CORVALLIS - Beets are best planted as early as you can get into your garden, starting in March or April, about two to four weeks before the last killing frost in your area.

Plant beets successively at three to four-week intervals into July and you will have a continuous supply of fresh, tender beets until autumn.

Beet seeds are best planted an inch or two apart, in rows 12 to 18 inches apart. Each seed is actually a dried fruit or seed ball, containing several tiny true seeds. Heat, drought or soil crusting may interfere with beet seed germination and emergence. So keep the soil surface moist to alleviate such problems. Do not overwater.

Needing a cool soil to grow and good spacing for sunlight, beets are not harmed by spring and fall frosts. But their roots may become tough during hot weather. Start thinning beets to three to four inches apart when the leaves are about six inches tall. Use these young beets for greens. Begin harvesting beet roots when they reach the size of your little finger. This thinning will provide more room for the remaining plants. Most beets mature in about eight to nine weeks from planting. Harvest the remainder before they become woody or freeze in the fall.
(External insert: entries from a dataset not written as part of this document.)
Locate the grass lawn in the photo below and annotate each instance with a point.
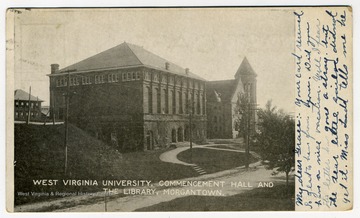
(39, 154)
(214, 160)
(277, 198)
(229, 146)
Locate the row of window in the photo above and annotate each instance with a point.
(22, 103)
(127, 76)
(25, 114)
(179, 102)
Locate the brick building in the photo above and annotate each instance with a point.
(130, 97)
(222, 98)
(23, 106)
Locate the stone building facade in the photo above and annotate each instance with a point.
(24, 103)
(131, 98)
(222, 98)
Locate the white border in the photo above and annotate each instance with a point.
(161, 3)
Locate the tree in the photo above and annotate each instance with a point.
(275, 139)
(244, 122)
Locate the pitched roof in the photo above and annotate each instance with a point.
(24, 96)
(127, 55)
(222, 89)
(245, 69)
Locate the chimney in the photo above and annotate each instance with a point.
(187, 70)
(54, 68)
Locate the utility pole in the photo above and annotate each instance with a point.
(66, 121)
(247, 149)
(29, 107)
(190, 108)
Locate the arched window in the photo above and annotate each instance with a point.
(165, 101)
(158, 101)
(173, 101)
(180, 103)
(149, 95)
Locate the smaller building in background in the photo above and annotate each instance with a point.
(23, 105)
(222, 98)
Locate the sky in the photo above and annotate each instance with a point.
(211, 42)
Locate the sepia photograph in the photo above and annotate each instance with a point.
(178, 109)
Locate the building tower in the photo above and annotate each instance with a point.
(248, 78)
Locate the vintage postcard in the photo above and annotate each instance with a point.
(179, 109)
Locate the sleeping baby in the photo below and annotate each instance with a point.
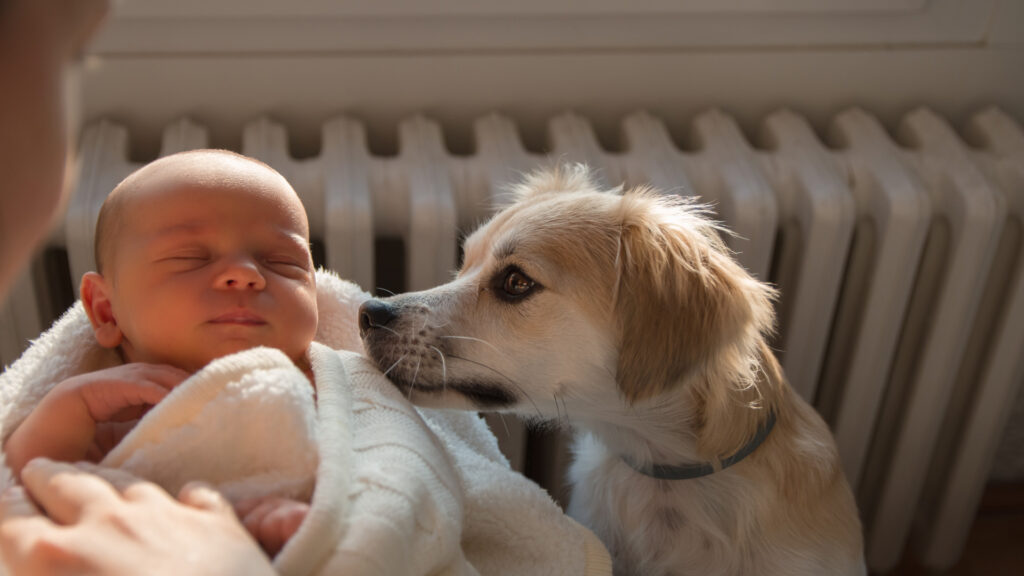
(206, 347)
(200, 255)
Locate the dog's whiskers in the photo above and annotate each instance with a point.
(471, 338)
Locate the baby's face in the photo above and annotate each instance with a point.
(203, 271)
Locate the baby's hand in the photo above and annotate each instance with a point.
(271, 521)
(62, 426)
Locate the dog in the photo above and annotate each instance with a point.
(625, 314)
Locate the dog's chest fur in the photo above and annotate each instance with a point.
(712, 526)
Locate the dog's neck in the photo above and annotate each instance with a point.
(651, 432)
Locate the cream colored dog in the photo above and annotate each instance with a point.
(626, 315)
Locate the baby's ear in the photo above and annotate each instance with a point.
(94, 292)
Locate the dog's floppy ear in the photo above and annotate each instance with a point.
(680, 295)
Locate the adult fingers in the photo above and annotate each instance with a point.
(108, 401)
(161, 374)
(119, 480)
(64, 491)
(14, 502)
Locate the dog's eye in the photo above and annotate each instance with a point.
(517, 284)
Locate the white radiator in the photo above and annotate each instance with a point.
(899, 262)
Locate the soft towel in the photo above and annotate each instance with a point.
(393, 489)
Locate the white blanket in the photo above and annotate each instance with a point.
(393, 489)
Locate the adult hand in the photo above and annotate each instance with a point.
(108, 522)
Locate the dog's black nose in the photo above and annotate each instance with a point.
(374, 314)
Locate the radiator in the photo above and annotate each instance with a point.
(898, 256)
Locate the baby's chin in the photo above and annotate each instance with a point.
(299, 357)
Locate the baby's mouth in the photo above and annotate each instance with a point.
(243, 317)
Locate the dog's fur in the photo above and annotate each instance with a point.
(644, 333)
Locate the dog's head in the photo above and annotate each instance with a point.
(576, 299)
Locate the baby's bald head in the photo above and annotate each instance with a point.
(193, 169)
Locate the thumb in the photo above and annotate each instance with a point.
(205, 497)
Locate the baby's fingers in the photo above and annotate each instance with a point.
(107, 401)
(14, 502)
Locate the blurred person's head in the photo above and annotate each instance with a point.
(39, 39)
(202, 254)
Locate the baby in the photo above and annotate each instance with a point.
(200, 254)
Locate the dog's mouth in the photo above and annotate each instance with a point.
(420, 363)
A 10- to 15-foot row of beets will feed a family of four during the growing season. The root depth averages up to six inches, so water deeply.

According to the University of California at Berkeley Wellness Encyclopedia of Foods and Nutrition, beets have the highest sugar content of any vegetable, but are low in calories. Beet roots contain vitamin C and folacin, key nutrients for good heath. And beet greens, eaten like spinach, are excellent sources of vitamin A, calcium and iron. Beets can be prepared as a hot side dish, in soups such as borscht, in salads and can be pickled. They can be boiled, steamed, microwaved or wrapped in foil and baked.

The Oregon State University Extension Service recommends the following varieties of beets as performing well in Oregon:

  • Ruby Queen, Red Ace, Warrior, Scarlet Early, Kestrel, Solo;
  • (cylindrical) Cylindra, Forono
  • (golden) Golden.
  • (novelty, white) Snowhite, Albina Verduna.